Random example: in a famous (/debunked) story that’s now part of modern technology “mythology”, back in 1979 Steve Jobs and his team visited the Xerox PARC innovation centre where they “discovered the mouse, windows, icons, and other technologies that had been developed at PARC”; then had them copied by Apple. Although not 100% true, this is at least a story of how Xerox (a very large company) apparently did not understand the true potential of new/disruptive technology.
3. Last but not least, companies are not happy about cannibalising their own products. “If something is not broken, why fix it” – right? Except that, if the organisation does not take voluntary, focused steps to stress-test (and possibly deconstruct) their product line, someone else will do it – possibly with greater “success”.
Second-to-last random example: at the peak of their business, Kodak was part of the photo film duopoly, while at the same time literally inventing the digital camera in 1975(!) only to “kill it” years later. The reason: it would have cannibalised the main business. The result: Kodak filed for bankruptcy in 2012. What did the competition do: Fujifilm successfully pivoted to digital photography, was one of the early adopters of mirrorless, and now one of the main camera manufacturers.
While large companies might not have an easy way forward into digitalisation, there actually are solutions:
- First of all, the right mix of technologies, markets and strategies cannot be known beforehand. Therefore, exploration/discovery should be part of the planning.
- A company’s market(s), processes and values will be stress-tested. Therefore, building a resilient, agile organisation that can pivot easily is very important.
- Both because of a large company’s size (/inertia) and internal processes, digitalisation (/disruptive technology) is better tackled by creating a separate team and/or organisation. The Lean Startup and The Startup Way, for example, provides one of the best frameworks of how to build an internal “startup” team that successfully validates, adopted and scales innovation/technology.

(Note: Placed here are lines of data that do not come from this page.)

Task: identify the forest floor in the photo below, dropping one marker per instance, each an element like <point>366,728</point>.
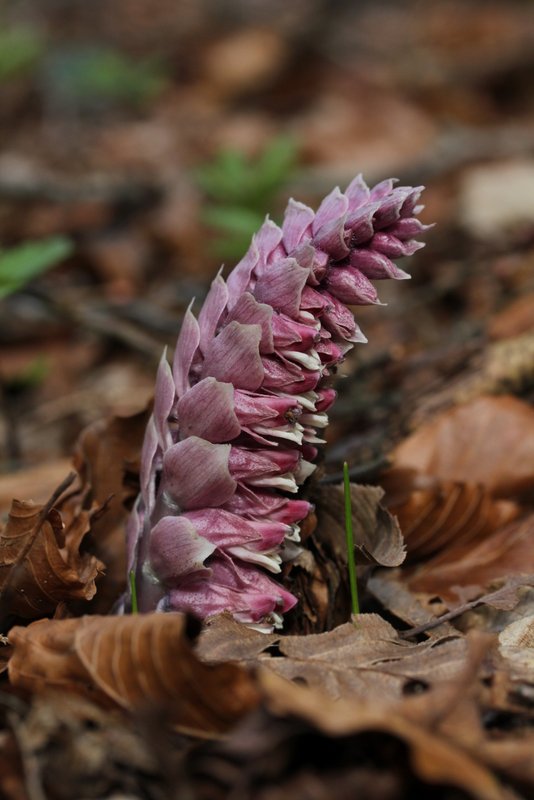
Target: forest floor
<point>141,145</point>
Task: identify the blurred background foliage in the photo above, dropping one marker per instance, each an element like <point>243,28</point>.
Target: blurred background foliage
<point>142,142</point>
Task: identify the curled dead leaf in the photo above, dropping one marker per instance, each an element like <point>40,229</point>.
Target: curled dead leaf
<point>367,660</point>
<point>505,553</point>
<point>433,513</point>
<point>134,662</point>
<point>488,441</point>
<point>319,576</point>
<point>40,560</point>
<point>303,744</point>
<point>377,535</point>
<point>107,460</point>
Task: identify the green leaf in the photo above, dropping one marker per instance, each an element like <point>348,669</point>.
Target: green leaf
<point>93,76</point>
<point>232,179</point>
<point>20,49</point>
<point>21,264</point>
<point>350,542</point>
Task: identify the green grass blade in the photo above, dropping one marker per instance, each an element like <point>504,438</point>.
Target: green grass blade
<point>133,591</point>
<point>350,542</point>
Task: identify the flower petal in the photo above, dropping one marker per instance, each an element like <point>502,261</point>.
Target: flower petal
<point>338,319</point>
<point>334,206</point>
<point>351,286</point>
<point>375,265</point>
<point>239,279</point>
<point>186,347</point>
<point>164,397</point>
<point>357,193</point>
<point>298,219</point>
<point>196,474</point>
<point>234,356</point>
<point>211,311</point>
<point>248,311</point>
<point>331,239</point>
<point>244,591</point>
<point>207,410</point>
<point>281,286</point>
<point>176,548</point>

Last random example: in 2016, after 127 years since foundation, Dräger (the fore-mentioned medical equipment company) has started The Garage. This is literally a refurbished, 24/7-open garage where employees bring up ideas and projects that can potentially shape-up the company’s product line. All projects go into a shark-tank type of competition, with the most promising ideas receiving the green light to proceed into deeper research and (possibly) development.
There are many ways and reasons why a digitalisation project can start within a company. While the spark is important, we think that a company’s readiness and attitude towards innovation are essential. And if it all comes down to delivering value for stakeholders (clients, employees, investors), then continuous exploration and advancement are essential.